Monday, December 12, 2016

Linux/Oracle Linux -- Inodes & partition/filesystem size.. --using debugfs, --No space left on device

In this blog post, I will shortly explain the inodes and the maximum inode count for a filesystem in Linux.


I decided to give this subject a place in my blog, because I think it is important. Especially when you want to store millions of files in a partition, the configuration of inodes become crucial.
Storing millions of files may be required in a case where you want to store lots of pictures in a filesystem, or in a case where your applications use filesystem to create some audit file or some debug files or log files.

It is important because a misconfiguration can make the system hang. In addition, you may be surprised to be in a siutation where you can't create files on your affected partition, although "df" command reports lots of free space available.
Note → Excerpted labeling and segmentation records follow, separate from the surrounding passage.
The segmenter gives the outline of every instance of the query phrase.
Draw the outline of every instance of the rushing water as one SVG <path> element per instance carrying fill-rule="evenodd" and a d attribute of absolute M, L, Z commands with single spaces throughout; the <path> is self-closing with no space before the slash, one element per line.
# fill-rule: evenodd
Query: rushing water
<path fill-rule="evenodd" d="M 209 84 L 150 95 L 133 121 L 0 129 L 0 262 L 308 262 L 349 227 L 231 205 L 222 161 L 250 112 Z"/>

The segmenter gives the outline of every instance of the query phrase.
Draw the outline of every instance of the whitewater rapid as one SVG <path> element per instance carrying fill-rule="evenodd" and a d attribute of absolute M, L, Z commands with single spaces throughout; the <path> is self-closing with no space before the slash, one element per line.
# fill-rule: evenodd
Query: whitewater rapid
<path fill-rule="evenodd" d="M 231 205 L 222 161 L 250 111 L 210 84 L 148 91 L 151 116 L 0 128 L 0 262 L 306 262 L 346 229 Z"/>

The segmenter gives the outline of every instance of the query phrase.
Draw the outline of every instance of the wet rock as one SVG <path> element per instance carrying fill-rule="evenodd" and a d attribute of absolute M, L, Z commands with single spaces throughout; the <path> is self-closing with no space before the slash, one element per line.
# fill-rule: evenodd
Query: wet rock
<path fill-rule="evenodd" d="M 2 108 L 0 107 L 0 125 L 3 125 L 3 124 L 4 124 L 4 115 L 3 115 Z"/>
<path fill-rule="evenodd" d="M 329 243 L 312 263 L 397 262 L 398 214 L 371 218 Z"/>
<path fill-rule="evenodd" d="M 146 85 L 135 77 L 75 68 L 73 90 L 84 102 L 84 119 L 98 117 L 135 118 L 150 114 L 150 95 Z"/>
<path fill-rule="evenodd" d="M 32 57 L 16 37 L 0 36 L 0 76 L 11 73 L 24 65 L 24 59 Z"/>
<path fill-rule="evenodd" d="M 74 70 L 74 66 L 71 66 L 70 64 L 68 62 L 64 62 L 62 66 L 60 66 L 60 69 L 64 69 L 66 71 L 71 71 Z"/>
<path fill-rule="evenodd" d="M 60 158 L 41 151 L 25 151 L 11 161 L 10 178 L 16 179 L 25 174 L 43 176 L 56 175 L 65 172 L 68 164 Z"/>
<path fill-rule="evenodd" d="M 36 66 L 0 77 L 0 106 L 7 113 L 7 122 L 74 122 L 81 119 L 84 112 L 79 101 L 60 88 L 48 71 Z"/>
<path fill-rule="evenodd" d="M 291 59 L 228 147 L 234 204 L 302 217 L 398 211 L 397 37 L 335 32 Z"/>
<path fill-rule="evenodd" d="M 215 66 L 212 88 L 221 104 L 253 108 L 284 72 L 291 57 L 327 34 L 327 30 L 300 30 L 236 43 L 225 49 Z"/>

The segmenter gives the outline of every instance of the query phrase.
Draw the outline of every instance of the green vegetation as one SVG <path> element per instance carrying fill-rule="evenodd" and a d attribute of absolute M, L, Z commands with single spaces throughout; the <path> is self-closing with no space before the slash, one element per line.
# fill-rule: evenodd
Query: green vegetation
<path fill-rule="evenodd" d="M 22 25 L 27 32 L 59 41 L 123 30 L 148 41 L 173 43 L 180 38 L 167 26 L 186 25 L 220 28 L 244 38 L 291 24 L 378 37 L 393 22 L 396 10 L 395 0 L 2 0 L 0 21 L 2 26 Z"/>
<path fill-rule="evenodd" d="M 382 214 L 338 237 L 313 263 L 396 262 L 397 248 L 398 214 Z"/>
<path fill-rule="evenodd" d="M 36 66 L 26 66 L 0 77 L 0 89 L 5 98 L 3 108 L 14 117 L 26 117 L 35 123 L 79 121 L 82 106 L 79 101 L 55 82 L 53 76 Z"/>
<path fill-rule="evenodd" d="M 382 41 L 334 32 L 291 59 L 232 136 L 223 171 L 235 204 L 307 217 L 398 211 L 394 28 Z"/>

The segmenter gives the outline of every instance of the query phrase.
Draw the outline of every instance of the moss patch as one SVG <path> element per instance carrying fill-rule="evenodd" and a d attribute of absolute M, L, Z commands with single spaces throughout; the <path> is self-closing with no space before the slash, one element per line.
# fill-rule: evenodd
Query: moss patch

Let's introduce you the inodes briefly.

Inodes are used for storing metadata information about files. This metada includes owner info, size, timestamps and so on. To create a single file in Linux, we need to have at least 1 inode available for our filesystem.
For ext2 and ext3, the inode size is 128 bytes . This is fixed value. However, using -I argument with mk2fs, it is possible to utilize inodes larger than 128 bytes to store extended attributes.
For ext4, the inode records are 256 bytes, but the inode structure is 156 bytes. So ext4 has 100 bytes (256-156) free space in each Inode for storing extra/extended attributes.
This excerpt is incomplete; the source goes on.